As noted earlier, a recursively improving AI could increase its intelligence extremely quickly. Or, it’s a process that could take time for various reasons, such as technological complexity or limited access to resources. It’s an open question as to whether or not we can expect a fast or slow take-off event.
“I’m a believer in the fast take-off version of the intelligence explosion,” says Barrat. “Once a self-aware, self-improving AI of human-level or better intelligence exists, it’s hard to know how quickly it will be able to improve itself. Its rate of improvement will depend on its software, hardware, and networking capabilities.”
But to be safe, Barrat says we should assume that the recursive self-improvement of an AGI will occur very rapidly. As a computer it will wield computer superpowers — the ability to run 24/7 without pause, rapidly access vast databases, conduct complex experiments, perhaps even clone itself to swarm computational problems, and more.
“From there, the AGI would be interested in pursuing whatever goals it was programmed with — such as research, exploration, or finance. According to AI theorist Steve Omohundro’s Basic Drives analysis, self-improvement would be a sure-fire way to improve its chances of success,” says Barrat. “So would self-protection, resource acquisition, creativity, and efficiency. Without a provably reliable ethical system, its drives would conflict with ours, and it would pose an existential threat.”
“I think shortly after an AI achieves human level intelligence it will upgrade itself to super intelligence,” he told me. “At the very least the AI could make lots of copies of itself each with a minor different change and then see if any of the new versions of itself were better.

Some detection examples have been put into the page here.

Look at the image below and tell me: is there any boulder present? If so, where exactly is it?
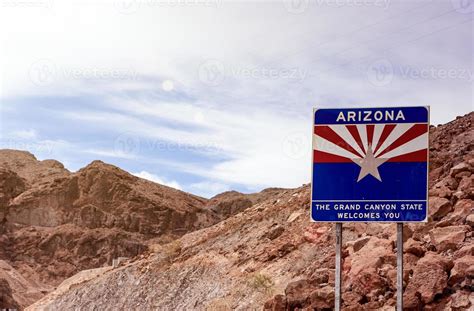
[449,162,470,177]
[403,252,452,308]
[450,291,474,311]
[449,255,474,285]
[310,286,334,310]
[263,295,286,311]
[347,237,396,296]
[403,238,425,257]
[0,279,20,310]
[345,236,370,252]
[436,199,474,227]
[428,197,453,220]
[430,226,469,251]
[285,279,316,310]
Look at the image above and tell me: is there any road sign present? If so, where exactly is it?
[311,107,429,223]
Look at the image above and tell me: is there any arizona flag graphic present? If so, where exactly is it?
[311,107,429,222]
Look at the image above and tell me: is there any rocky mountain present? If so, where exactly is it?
[0,150,260,309]
[23,113,474,311]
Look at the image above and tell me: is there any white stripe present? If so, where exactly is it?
[382,133,428,159]
[357,124,369,150]
[329,125,364,155]
[313,134,360,159]
[375,123,414,157]
[372,124,385,151]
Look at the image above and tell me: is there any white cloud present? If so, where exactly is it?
[83,149,136,159]
[132,171,181,190]
[0,0,474,193]
[10,129,38,140]
[189,181,230,198]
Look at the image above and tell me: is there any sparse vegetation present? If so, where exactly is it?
[157,240,182,263]
[206,298,232,311]
[249,273,275,293]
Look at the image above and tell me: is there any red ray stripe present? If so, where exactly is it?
[313,150,352,163]
[366,124,374,146]
[374,124,396,153]
[377,124,428,157]
[346,125,365,153]
[314,125,363,158]
[387,149,428,162]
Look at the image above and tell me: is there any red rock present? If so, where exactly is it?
[457,175,474,199]
[403,238,425,257]
[347,237,395,296]
[0,279,20,310]
[345,236,370,252]
[310,286,334,310]
[342,292,362,306]
[428,197,453,220]
[430,226,469,251]
[403,252,452,308]
[303,224,329,244]
[449,255,474,285]
[263,295,286,311]
[450,291,474,311]
[466,214,474,227]
[436,199,474,227]
[285,279,315,310]
[449,162,470,177]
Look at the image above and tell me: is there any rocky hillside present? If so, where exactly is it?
[28,113,474,311]
[0,150,239,309]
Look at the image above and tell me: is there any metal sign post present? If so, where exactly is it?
[334,222,342,311]
[311,107,430,310]
[397,222,403,311]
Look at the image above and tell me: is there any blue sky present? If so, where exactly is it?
[0,0,474,197]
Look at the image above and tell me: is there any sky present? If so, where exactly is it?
[0,0,474,197]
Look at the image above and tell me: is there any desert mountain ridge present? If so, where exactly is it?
[0,113,474,310]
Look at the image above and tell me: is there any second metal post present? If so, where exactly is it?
[334,222,342,311]
[397,223,403,311]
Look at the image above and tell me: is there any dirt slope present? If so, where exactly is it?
[0,150,219,309]
[28,113,474,310]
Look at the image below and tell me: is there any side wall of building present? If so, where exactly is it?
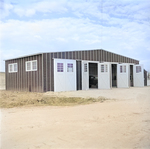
[5,54,43,92]
[43,50,139,92]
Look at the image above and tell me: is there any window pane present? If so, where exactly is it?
[123,65,126,73]
[9,64,13,72]
[136,66,141,73]
[57,63,63,72]
[14,64,17,72]
[27,62,31,71]
[120,66,122,73]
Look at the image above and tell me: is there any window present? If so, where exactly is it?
[26,60,37,71]
[67,63,73,72]
[84,64,87,72]
[8,63,18,73]
[120,65,126,73]
[136,66,141,73]
[101,65,104,72]
[57,63,63,72]
[101,65,108,72]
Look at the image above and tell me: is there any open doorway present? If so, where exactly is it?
[89,63,98,88]
[130,65,133,87]
[111,64,117,87]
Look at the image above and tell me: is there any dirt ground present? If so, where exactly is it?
[0,87,150,149]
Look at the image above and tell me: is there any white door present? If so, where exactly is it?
[117,63,129,88]
[133,65,144,87]
[82,61,89,90]
[54,59,66,92]
[65,60,76,91]
[98,63,110,89]
[54,59,76,92]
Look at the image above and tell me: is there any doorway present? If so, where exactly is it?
[111,64,117,87]
[89,63,98,88]
[130,65,133,87]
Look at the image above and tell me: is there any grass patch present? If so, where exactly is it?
[0,91,107,108]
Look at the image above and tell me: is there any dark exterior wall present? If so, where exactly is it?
[43,50,139,92]
[144,69,147,86]
[76,61,82,90]
[5,54,43,92]
[5,50,139,92]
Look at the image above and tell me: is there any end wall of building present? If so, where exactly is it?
[5,54,43,92]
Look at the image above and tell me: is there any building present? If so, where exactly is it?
[5,49,146,92]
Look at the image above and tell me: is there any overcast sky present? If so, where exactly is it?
[0,0,150,71]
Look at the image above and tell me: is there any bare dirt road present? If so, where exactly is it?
[1,87,150,149]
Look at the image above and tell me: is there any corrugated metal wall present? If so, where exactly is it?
[144,69,147,86]
[5,50,139,92]
[5,55,43,92]
[43,50,139,91]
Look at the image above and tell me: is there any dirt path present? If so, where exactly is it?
[1,87,150,149]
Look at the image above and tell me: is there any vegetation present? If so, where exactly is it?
[0,91,108,108]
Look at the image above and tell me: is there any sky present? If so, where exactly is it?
[0,0,150,71]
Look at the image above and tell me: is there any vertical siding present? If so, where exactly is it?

Then it could make this the new ‘official’ version of itself and keep doing this. Any AI would have to fear that if it doesn’t quickly upgrade another AI would and take all of the resources of the universe for itself.”
Which bring up a point that’s not often discussed in AI circles — the potential for AGIs to compete with other AGIs. If even a modicum of self-preservation is coded into a strong artificial intelligence (and that sense of self-preservation could be the detection of an obstruction to its terminal value), it could enter into a lightning-fast arms race along those verticals designed to ensure its ongoing existence and future freedom-of-action. And in fact, while many people fear a so-called “robot apocalypse” aimed directly at extinguishing our civilisation, I personally feel that the real danger to our ongoing existence lies in the potential for us to be collateral damage as advanced AGIs battle it out for supremacy; we may find ourselves in the line of fire. Indeed, building a safe AI will be a monumental — if not intractable — task.